Sürekli doom dinlemenin, sürekli power dinlemek gibi oldukça sağlıksız olduğunu düşünüyorum. Birinde haddinden fazla bir enerjiklik, öbüründe ise dibe vuruş var. Hüzünlenmek istersem Amorphis – Tuonela dinlerim, ya da içinde hüzün de barındıran Opeth Morningrise gibi müzikler dinlerim. 60 dakika boyunca içimin bayılması bana göre değil.
But that’s just me, huh? :)
08.10.2010
@Aeonian_Lich, üzgünüm ama bu tarz müziği icra eden, popüler olmayı başarmış onlarca grup var. yüzeysel bakış açısıyla değil de içindeki nüve’yi hissederek dinlenebilen bir tür funeral doom. epey derin ve yavaş bi soundu olması bundan. karanlıkta,yapayalnızken müziği tam. dinamiklerden uzak, yaşamsız, ölüm kadar da doğal bu temalar ve hisler sonuçta T24m-12 gezegeninden uçan Lotyx’ler için değil insan doğası için yazılıyor. tuonela ve morningrise örnekleri melankoliktir. bu müzik ise baştan sonra “acı”tır ve sürekli dinlenmemeli pek tabi… “hayatı skiym” olur insan mazallah :)
hem thergothon hem skepticism kritikleriyle ilgili güzel sözleri için herkese teşekkür ederim. pek az kimsenin dinleyip takdir ettiği bu güzel albümlere yakışan, hakkını veren bir şeyler söylemeyi becerebildiysem ne güzel. tragedies albümünü de yazacağım. tabii benden önce başka biri yazmazsa:)
08.10.2010
@Ertuna Yavuz,her iki kritikte cidden çok iyiydi devamını bekliyoruz..
Başlayan tartışmanın “Gidişler”, “Gitmekler” temalı bir sanat sergisi havasına bürünmesinden korktuğum için yazı da, albüm de çokzeldir diyerek ortamdan kaçıyorum.
08.10.2010
@Batuhan Bekmen, haha! iki dünyanın en yüzeyzel adamı Batuhan :)
not: Axioma Ethica Odini yazısı bekliyoruz..
Müzik algısı lay lay lomdan ibaret olan insanların bu albüme oy verirken biraz daha saygılı olmasını beklerdim.

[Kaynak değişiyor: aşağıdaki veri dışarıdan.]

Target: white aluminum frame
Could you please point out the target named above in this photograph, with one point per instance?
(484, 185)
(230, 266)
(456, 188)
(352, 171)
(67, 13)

Dinlemediğiniz albüme niye oy verirsiniz ayrıca?
08.10.2010
@kantele, boşver onu ya. o önemli değil versinler kaç veriyorlarsa. sorun daha vahim. adamların tekeli bu olmuş. diyorlardır “allaaaaah doom albümü. ama ne slayer kadar ne de opeth kadar tanınıyor, popüler de değil, youtube’dan bir şarkı ancak dinleyebildim -bir de albümü dinlemek yok ha!- neredeyse uyuyacaktım boşver ver 1′i gitsin anasını satayım.” mantık bu anlayış bu. bizim bu albüm için puanımız 10/10′mu? gerisi hikayedir. isterse 1.00 olsun.
08.10.2010
@b, o 1′leri veren elleri kurusun inşallah onların.
08.10.2010
@kantele, bir alttaki A nickli arkadaşın dediği gibi bence de (iyi ki) 1 vermişler
Bu inceleme daha okunur kendisine daha bi bağlayan cinsten olmuş çok güzel olmuş,tebrikler =) Sayılı albümlerdendir bu da,sitede böyle güzide değeri (iyi ki) bilinmemiş albümlerin incelemelerini görmek çok güzel gerçekten.
ilgili olabilecek yazılar ve st.anger…höst!!!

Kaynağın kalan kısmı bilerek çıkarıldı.